Genetic researchers at Children's National Medical Center and the National Center of Neurology and Psychiatry in Tokyo published the results of the first successful application of "multiple exon-skipping" to curb the devastating effects of Duchenne muscular dystrophy in an animal larger than a mouse.
Multiple exon-skipping employs multiple DNA-like molecules as a "DNA band-aids" to skip over the parts of the mutated gene that block the effective creation of proteins.
The study, conducted in Japan and the United States, published this month in the peer-reviewed journal of the American Neurological Association, the Annals of Neurology, treated dogs with naturally occurring canine X-linked muscular dystrophy, a disease which is genetically homologous to the Duchenne muscular dystrophy that strikes 1 of every 3,500 boys born in the United States and worldwide each year.
Duchenne muscular dystrophy, one of the most common lethal genetic disorders, is an X-linked genetic mutation that causes an inability of the body's cells to effectively create dystrophin-which builds muscle tissue. "Exon-skipping" employs synthetic DNA-like molecules called antisense as a DNA band-aid to skip over the parts of the gene that block the effective creation of dystrophin. Because the gene's mutation could affect any of its 79 exons and sometimes more than one single exon at a time, scientists employed a "cocktail" of antisense called morpholinos to extend the range of this application. By skipping more than a single exon, this so-called DNA band-aid becomes applicable to between 80 and 90 percent of Duchenne muscular dystrophy patients, including the mutation found in dogs.

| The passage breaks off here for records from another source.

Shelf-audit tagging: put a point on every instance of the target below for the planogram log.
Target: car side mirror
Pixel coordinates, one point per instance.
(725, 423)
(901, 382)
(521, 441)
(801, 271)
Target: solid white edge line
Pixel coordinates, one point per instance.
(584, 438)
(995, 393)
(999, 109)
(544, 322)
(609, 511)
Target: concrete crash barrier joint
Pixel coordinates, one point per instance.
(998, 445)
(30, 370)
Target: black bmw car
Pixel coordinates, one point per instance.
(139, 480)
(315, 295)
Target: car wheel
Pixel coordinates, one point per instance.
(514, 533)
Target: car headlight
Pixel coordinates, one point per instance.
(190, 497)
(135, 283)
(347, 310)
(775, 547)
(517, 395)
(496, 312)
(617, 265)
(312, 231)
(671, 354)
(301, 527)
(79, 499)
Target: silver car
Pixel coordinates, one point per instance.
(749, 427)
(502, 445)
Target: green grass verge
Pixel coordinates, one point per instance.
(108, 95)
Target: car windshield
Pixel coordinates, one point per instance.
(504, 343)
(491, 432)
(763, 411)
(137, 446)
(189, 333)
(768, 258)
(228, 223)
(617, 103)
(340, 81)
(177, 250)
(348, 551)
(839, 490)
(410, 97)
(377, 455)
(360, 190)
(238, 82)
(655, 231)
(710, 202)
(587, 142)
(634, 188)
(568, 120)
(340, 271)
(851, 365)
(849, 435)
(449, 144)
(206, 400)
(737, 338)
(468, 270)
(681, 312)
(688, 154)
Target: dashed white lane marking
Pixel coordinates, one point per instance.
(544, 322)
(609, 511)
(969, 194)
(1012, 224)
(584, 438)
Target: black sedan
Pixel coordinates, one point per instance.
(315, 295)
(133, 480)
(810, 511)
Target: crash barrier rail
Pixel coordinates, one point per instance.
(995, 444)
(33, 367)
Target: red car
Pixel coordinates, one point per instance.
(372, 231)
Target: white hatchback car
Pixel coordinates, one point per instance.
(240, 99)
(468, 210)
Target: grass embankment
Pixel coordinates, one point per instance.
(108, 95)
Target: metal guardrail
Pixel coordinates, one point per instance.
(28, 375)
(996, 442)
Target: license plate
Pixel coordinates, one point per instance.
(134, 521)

"This trial makes the much-talked about promise of exon-skipping as a systemic treatment for Duchenne muscular dystrophy in humans a real possibility in the near term," said Toshifumi Yokota, PhD, lead author of the study. "Of course this success has also introduced even more avenues for investigation, but these findings finally overcome a significant hurdle to our progress-we've solved the riddle of an effective system-wide delivery to muscle tissue, and seen promising results."
A new state-of-the-art facility at the National Center of Neurology and Psychiatry in Japan was utilized to carry out the research.